Subsequently, the 5-plex PCR was used to determine if SADS-CoV was present in U.S. swine. Based on testing 288 clinical samples archived during 2019-2020 from diarrheic pigs in the U.S. negative for PEDV, PDCoV, TGEV, rotavirus A, B, C and several thousand clinical samples submitted to the ISU VDL during 2019-2021, there was no evidence of SADS-CoV presence in U.S. swine. Among these tested samples, 1,028 samples were found positive for at least one of PEDV, PDCoV and TGEV and the following detection frequency data were obtained. These included (1) 71.2% PEDV positive only, (2) 18.1% PDCoV positive only, (3) 0% TGEV positive only, (4) 10.1% PEDV and PDCoV positive, (5) 0.19% PEDV and TGEV positive, (6) 0% PDCoV and TGEV positive, and (7) 0.39% PEDV, PDCoV, and TGEV positive.
In summary, a specific and sensitive PEDV/PDCoV/TGEV/SADS-CoV/XIPC 5-plex RT-rtPCR assay was developed and thoroughly validated. This 5-plex PCR can simultaneously detect and differentiate PEDV, PDCoV, TGEV and SADS-CoV in one PCR reaction and it is an invaluable tool to determine the presence and frequency of these swine enteric coronaviruses in either single infection or co-infections. Although there is no evidence of SADS-CoV presence in the U.S. now, the availability of the PEDV/PDCoV/TGEV/SADS-CoV/XIPC 5-plex PCR will enable us to conduct ongoing surveillance and thereby we are better prepared to respond to introduction.

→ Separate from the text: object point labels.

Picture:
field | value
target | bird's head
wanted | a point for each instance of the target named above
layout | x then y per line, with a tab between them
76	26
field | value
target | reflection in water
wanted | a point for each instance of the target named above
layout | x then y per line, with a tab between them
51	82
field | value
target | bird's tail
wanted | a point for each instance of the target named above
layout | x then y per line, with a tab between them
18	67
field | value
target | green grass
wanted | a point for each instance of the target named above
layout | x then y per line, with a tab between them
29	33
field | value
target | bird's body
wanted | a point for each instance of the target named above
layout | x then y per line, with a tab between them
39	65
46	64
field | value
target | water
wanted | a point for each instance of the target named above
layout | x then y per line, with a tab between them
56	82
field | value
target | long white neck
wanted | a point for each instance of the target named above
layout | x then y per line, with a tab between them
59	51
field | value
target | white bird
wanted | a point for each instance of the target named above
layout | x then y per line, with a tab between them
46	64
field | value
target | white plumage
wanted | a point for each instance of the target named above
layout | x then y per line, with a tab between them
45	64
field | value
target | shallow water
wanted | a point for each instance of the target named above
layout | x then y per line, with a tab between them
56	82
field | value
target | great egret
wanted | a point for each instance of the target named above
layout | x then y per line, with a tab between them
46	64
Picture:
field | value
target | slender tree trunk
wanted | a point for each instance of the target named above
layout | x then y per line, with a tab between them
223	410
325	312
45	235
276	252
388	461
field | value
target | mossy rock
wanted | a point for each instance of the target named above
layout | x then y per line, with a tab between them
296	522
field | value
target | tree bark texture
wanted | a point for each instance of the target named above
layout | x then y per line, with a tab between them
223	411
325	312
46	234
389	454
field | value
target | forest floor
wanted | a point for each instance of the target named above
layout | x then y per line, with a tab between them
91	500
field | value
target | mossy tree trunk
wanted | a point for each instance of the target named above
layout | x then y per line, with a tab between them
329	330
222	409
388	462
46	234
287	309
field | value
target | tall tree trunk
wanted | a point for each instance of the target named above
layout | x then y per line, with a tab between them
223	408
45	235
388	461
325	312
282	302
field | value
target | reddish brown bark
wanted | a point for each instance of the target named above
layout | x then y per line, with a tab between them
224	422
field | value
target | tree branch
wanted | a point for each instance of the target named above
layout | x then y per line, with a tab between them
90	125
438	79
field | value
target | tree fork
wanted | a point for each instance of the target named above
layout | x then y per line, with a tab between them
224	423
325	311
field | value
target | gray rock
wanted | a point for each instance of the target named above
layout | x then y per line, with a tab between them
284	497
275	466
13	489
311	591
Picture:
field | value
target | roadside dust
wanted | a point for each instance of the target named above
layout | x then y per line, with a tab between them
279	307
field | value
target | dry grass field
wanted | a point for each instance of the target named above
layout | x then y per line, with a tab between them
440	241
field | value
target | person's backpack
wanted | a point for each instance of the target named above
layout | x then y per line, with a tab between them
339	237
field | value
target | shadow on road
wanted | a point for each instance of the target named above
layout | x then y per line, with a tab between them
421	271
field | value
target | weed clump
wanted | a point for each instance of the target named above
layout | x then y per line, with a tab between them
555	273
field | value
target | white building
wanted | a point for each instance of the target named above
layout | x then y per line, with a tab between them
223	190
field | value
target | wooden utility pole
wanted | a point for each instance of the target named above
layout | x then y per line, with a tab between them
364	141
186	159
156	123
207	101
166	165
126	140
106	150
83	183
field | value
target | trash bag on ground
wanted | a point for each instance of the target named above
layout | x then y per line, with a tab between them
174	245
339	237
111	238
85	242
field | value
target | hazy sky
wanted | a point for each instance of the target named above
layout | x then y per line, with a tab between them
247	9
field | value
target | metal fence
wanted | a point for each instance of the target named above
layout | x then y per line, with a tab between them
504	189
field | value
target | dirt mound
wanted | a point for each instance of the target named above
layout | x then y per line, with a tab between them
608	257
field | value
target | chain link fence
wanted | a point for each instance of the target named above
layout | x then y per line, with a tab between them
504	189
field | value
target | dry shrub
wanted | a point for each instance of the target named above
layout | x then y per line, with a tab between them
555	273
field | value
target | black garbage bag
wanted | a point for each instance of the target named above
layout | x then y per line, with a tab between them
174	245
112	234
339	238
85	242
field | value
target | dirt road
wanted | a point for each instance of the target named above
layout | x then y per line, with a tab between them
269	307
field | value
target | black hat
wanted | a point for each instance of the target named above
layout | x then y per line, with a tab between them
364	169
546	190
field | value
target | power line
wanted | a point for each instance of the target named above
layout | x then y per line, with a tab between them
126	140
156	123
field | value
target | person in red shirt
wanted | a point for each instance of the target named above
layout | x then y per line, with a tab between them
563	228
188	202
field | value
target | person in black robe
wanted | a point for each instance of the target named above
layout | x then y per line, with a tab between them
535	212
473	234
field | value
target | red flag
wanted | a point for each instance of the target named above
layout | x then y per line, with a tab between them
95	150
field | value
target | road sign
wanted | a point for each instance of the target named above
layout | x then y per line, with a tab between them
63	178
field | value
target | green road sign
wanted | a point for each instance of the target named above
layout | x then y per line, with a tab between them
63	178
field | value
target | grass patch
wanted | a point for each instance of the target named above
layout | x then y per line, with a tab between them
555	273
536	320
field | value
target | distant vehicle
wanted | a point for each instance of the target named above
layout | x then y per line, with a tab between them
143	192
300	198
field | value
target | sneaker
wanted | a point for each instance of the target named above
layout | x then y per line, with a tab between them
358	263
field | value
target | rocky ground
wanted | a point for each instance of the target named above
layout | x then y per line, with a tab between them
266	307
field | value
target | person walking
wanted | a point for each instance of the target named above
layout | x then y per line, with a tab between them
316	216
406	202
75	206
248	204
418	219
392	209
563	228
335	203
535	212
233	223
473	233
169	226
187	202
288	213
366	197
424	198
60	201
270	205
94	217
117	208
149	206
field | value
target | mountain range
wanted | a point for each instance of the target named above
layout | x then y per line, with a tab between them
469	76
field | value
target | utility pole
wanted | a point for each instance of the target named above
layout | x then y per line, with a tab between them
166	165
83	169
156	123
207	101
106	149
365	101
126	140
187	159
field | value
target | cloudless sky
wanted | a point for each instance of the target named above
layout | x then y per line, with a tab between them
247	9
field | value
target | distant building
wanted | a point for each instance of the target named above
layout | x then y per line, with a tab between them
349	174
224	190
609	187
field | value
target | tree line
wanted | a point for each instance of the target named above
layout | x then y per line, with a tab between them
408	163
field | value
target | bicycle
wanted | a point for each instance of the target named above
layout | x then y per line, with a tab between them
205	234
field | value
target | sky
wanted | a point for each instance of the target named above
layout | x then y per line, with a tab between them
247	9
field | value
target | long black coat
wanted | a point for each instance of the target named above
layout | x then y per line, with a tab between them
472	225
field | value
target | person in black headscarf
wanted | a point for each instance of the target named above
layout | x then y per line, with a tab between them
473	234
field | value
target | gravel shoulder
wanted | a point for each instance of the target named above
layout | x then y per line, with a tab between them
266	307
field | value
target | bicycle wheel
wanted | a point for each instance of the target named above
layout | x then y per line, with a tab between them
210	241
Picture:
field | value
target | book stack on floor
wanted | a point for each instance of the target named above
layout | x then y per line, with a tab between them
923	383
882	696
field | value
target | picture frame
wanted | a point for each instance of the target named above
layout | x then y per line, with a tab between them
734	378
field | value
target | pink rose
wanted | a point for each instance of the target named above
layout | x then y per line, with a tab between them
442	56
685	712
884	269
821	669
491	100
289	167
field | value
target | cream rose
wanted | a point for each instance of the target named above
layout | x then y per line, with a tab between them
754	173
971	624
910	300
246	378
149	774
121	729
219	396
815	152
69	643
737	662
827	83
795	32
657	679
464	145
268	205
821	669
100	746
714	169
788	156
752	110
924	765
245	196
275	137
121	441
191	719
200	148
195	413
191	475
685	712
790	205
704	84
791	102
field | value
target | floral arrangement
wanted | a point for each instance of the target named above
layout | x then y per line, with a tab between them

In addition to infecting pigs, PDCoV has been reported to cross species to infect calves, chicken embryos and chicken, turkey, and humans. SADS-CoV has also been reported for its broad cross-species tropism of infecting cell lines of various host species and primary human cells. The PEDV/PDCoV/TGEV/SADS-CoV/XIPC 5-plex PCR developed in this study should be able to not only for testing swine samples but also for testing samples from other host species if any of these CoVs are suspected in such samples.
For more information, please contact Dr. Jianqiang Zhang at Department of Veterinary Diagnostic and Production Animal Medicine, College of Veterinary Medicine, Iowa State University. E-mail: firstname.lastname@example.org
• SADS-CoV singelplex real-time RT-PCR assays were developed and validated.
• PEDV/PDCoV/TGEV/SADS-CoV/XIPC 5-plex real-time RT-PCR was developed and thoroughly validated. It has excellent sensitivity, specificity, and diagnostic performance.
• There is no evidence of SADS-CoV presence in U.S. swine at this point.
• The PEDV/PDCoV/TGEV/SADS-CoV/XIPC 5-plex PCR is an invaluable tool to conduct ongoing surveillance to determine the presence and frequency of these swine enteric coronaviruses in either single infection or co-infections.
• Some swine coronaviruses such as PDCoV and SADS-CoV could potentially infect other host species. The PEDV/PDCoV/TGEV/SADS-CoV/XIPC 5-plex PCR should be able to not only for testing swine samples but also for testing samples from other host species if any of these CoVs are suspected in such samples.